Central Bureau of Statistics

Institute overview
- Formed: 2005
- Dissolved: May 17, 2025
- Superseding Institute: Syrian Planning and Statistics Commission;
- Jurisdiction: Government of Syria
- Headquarters: Damascus, Syria
- Website: cbssyr.sy

= Central Bureau of Statistics (Syria) =

Syrian government institution in charge of statistics and census data

The Central Bureau of Statistics (CBS) (المكتب المركزي للإحصاء) was the statistical agency responsible for the gathering of "information relating to economic, social and general activities and conditions" in Syria. The office was answerable to the office of the Prime Minister and had its main offices in Damascus. The CBS was established in 2005 and was administered by an administrative council headed by the deputy prime minister for economic affairs. After the Syrian government began reconstructing infrastructure in 2011, the bureau began releasing data from 2011 to 2018.

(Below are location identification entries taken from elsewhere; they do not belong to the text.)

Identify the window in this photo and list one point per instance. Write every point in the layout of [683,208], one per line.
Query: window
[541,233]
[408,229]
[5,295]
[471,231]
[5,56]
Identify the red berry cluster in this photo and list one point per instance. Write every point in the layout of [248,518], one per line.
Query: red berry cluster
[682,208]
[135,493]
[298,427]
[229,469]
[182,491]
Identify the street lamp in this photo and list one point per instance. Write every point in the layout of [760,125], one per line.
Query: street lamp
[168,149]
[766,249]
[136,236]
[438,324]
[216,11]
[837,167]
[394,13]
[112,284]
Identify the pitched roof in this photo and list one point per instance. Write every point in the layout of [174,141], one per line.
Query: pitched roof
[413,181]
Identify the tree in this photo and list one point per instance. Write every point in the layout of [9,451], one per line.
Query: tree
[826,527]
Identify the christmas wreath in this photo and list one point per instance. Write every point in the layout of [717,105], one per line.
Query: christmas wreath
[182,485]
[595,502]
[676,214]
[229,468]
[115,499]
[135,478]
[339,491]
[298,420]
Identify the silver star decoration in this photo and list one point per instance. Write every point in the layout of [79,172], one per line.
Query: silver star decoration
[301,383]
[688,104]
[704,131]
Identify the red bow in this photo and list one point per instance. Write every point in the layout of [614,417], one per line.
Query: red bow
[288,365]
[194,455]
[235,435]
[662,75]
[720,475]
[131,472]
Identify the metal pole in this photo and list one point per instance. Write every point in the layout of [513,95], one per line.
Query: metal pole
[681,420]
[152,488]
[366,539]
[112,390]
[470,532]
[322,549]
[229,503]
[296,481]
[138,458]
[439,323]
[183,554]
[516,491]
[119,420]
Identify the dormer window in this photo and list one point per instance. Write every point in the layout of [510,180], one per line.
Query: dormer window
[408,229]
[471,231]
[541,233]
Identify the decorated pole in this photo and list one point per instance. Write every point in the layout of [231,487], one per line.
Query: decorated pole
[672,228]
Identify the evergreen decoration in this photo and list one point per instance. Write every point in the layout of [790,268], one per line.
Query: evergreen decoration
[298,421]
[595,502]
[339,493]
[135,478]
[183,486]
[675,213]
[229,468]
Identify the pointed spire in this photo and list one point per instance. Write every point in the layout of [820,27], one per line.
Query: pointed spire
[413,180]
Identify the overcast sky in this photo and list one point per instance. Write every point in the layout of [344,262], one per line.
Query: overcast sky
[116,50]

In 2025, under the Syrian transitional government, the Central Bureau of Statistics was merged into the General Authority for Planning and International Cooperation, which was simultaneously renamed the Syrian Planning and Statistics Commission (Arabic: هيئة التخطيط والإحصاء) by Decree No. 18 of 2025. The merger was effected under Decree No. 27 of 2025 ending the CBS's existence as an independent body.